Thursday 16 June 2016

How stress builds seizures for patients with epilepsy

Published in the journal Science Signaling, the researchers reveal how epilepsy alters the way the brain reacts to stress to cause seizures.

Epilepsy is a neurological disorder characterized by recurrent seizures, which are sudden surges of electrical activity in the brain.
According to the Epilepsy Foundation, around 1.3-2.8 million people in the United States have epilepsy.

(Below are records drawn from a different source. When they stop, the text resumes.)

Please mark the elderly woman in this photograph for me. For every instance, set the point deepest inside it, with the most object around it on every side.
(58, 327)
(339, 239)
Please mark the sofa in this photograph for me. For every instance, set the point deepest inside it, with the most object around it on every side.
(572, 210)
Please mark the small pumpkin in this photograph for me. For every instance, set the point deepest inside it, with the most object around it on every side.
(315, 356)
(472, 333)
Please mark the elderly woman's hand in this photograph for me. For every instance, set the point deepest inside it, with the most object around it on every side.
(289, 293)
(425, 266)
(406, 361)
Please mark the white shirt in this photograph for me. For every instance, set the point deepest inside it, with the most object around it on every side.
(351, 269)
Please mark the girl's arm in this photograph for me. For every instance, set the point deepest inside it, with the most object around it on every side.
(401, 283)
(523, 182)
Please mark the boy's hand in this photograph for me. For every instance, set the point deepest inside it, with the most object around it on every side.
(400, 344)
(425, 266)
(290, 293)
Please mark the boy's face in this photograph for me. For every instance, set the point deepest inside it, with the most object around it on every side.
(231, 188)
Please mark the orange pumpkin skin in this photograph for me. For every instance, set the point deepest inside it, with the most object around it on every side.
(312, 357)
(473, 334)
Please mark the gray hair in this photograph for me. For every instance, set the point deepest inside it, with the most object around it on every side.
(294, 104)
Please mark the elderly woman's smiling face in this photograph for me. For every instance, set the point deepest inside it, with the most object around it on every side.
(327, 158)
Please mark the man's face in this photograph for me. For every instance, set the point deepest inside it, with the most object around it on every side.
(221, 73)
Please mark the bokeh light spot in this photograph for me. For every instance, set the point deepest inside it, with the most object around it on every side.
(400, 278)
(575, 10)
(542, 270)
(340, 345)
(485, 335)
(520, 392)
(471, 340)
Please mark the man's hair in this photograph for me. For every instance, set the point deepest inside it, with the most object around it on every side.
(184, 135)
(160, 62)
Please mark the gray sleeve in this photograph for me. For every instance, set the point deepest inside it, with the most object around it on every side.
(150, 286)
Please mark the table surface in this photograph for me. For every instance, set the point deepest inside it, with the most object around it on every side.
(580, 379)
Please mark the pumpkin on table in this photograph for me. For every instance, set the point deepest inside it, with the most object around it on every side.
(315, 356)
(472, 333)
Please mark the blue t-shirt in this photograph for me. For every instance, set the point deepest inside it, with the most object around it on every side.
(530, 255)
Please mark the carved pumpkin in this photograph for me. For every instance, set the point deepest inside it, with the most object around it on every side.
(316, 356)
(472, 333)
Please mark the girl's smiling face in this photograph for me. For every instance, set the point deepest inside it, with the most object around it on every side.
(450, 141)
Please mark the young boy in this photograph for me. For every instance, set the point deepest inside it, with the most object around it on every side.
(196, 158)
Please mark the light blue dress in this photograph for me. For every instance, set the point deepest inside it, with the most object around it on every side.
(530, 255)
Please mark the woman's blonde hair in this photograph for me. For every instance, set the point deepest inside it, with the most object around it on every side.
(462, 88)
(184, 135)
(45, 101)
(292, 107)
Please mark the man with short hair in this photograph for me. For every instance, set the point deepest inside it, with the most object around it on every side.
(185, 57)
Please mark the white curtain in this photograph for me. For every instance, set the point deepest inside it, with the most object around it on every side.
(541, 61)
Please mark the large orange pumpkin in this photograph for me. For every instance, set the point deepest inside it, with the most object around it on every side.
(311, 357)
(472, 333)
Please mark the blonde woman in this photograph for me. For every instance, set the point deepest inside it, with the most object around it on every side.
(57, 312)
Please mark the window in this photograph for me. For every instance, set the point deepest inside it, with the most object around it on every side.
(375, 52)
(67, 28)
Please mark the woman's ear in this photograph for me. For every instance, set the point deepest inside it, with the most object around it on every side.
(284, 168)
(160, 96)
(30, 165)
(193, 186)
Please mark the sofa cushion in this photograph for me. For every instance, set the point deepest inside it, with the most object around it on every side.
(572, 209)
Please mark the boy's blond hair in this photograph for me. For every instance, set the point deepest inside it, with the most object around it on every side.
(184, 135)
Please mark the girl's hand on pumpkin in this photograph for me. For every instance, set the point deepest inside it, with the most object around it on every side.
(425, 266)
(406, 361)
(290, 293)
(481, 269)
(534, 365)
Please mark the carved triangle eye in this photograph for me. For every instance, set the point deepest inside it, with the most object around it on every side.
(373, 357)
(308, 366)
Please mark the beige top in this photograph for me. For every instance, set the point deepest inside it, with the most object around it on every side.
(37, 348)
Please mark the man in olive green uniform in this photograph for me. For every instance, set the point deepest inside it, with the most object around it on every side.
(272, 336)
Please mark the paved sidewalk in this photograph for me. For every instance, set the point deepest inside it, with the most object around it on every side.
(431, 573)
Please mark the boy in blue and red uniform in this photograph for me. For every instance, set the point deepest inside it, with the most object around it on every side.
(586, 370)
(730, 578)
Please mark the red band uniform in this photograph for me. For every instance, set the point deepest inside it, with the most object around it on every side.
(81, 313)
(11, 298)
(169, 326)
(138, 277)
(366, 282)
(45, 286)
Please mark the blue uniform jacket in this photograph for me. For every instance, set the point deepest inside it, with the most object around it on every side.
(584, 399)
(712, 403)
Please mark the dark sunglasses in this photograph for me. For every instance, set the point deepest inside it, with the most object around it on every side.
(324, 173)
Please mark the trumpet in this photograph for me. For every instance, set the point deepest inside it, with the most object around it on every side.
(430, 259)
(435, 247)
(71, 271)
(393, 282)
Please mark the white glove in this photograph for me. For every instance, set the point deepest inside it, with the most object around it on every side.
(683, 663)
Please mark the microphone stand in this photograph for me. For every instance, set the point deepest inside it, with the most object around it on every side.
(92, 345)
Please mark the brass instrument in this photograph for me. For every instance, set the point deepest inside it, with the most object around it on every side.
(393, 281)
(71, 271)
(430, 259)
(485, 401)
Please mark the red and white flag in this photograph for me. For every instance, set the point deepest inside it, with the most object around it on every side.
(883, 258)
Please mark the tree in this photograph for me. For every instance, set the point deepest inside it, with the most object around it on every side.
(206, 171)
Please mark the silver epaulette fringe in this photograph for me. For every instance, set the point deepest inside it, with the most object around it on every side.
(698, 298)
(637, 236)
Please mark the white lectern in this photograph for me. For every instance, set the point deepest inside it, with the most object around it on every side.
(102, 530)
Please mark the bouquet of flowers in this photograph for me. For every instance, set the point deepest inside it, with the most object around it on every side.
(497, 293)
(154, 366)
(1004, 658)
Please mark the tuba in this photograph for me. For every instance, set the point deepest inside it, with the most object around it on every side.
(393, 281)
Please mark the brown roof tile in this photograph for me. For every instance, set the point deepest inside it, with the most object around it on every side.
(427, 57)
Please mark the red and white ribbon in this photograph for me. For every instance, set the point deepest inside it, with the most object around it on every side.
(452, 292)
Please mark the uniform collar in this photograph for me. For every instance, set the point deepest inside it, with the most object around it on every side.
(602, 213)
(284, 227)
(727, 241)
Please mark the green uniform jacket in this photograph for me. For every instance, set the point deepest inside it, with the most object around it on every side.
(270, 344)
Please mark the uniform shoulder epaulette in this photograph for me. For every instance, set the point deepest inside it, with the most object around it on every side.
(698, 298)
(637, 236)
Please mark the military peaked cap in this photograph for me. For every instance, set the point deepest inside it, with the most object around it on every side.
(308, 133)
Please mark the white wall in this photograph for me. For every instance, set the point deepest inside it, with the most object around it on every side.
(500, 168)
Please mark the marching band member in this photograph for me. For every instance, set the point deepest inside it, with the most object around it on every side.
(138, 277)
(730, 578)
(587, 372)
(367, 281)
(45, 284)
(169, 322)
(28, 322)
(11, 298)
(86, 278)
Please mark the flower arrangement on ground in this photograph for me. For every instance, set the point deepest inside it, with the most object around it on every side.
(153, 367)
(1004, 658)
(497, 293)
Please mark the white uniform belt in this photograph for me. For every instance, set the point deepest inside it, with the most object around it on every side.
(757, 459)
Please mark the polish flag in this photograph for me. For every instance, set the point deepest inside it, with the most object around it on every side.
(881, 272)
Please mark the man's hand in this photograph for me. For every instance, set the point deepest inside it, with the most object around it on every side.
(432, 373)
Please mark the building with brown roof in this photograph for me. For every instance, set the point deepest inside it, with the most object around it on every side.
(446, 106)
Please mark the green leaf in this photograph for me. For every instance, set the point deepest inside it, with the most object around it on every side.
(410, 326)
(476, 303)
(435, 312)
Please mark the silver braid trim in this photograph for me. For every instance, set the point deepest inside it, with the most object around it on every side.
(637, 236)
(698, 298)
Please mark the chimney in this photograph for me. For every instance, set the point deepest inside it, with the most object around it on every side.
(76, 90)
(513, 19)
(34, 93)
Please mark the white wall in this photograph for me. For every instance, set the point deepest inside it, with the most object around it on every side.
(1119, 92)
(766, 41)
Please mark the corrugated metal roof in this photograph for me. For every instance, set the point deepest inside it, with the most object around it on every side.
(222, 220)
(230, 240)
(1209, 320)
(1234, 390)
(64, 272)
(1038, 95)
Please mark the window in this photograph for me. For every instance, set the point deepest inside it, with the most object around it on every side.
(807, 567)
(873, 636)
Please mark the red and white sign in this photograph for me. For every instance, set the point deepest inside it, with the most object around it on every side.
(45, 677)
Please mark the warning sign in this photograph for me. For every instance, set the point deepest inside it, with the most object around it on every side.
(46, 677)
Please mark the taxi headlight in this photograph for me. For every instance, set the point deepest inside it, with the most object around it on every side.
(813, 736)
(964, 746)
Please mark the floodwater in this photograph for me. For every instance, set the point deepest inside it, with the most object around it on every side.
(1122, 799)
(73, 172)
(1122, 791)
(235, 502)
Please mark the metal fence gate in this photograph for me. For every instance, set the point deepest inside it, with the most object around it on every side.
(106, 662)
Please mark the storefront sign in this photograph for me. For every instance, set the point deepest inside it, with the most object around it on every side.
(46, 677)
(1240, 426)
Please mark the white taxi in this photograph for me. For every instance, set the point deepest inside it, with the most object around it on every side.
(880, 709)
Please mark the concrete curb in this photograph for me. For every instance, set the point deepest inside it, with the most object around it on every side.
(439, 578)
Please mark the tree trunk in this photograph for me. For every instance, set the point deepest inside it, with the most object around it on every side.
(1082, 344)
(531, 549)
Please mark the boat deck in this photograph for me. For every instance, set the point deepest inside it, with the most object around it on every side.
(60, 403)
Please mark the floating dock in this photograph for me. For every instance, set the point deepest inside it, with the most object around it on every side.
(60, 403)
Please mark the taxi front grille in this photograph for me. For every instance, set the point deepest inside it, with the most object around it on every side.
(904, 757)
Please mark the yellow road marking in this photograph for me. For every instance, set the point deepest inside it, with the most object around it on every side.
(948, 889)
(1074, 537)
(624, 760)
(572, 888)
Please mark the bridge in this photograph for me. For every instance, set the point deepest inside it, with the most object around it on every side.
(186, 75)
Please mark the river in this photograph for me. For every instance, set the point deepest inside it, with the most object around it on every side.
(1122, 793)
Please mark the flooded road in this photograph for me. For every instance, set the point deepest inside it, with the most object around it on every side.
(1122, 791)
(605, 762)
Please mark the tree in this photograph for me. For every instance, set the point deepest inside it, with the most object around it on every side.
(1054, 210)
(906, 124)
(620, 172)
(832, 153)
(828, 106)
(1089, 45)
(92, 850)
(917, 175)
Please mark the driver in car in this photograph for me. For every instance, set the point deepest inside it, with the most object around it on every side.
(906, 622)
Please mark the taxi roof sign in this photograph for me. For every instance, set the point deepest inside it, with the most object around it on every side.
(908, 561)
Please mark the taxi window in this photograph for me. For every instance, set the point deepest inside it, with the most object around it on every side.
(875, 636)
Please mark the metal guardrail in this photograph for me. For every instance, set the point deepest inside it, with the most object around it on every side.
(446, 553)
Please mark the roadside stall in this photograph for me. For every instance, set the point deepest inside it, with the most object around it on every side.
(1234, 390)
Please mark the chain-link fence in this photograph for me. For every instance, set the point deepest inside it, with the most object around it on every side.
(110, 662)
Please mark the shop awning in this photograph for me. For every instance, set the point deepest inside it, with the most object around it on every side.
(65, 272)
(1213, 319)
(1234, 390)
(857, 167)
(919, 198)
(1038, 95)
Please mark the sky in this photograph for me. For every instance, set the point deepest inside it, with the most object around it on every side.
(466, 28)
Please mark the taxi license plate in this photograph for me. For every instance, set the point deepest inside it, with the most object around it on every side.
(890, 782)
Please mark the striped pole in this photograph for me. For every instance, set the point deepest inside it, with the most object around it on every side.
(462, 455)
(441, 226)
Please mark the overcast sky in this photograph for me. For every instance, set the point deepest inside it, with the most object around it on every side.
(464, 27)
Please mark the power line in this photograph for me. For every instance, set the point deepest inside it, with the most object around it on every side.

Each year, around 48 in every 100,000 Americans develop the condition.
While Neurological Specialties recommend that patients with epilepsy avoid stressful situations as a way of avoiding stress-induced seizures, it is not always possible to do so, highlighting the need for a therapeutic alternative.
However, because scientists have been unclear about how stress causes seizures, such a treatment has proven difficult to find.
For their study, the researchers focused on analyzing the activity of corticotrophin-releasing factor (CRF) in the brains of rats with and without epilepsy.
CRF is a neurotransmitter - a chemical that enables communication between nerve cells - that regulates the behavioral response to stress.
The researchers assessed how CRF affected the piriform cortex of the rodents, which is a region of the brain in which seizures are known to occur among humans with epilepsy.

When we used CRF on the epileptic brain, the polarity of the effect flipped; it went from inhibiting the piriform cortex to exciting it," explains Poulter. "At that point we became excited, and decided to explore exactly why this was happening.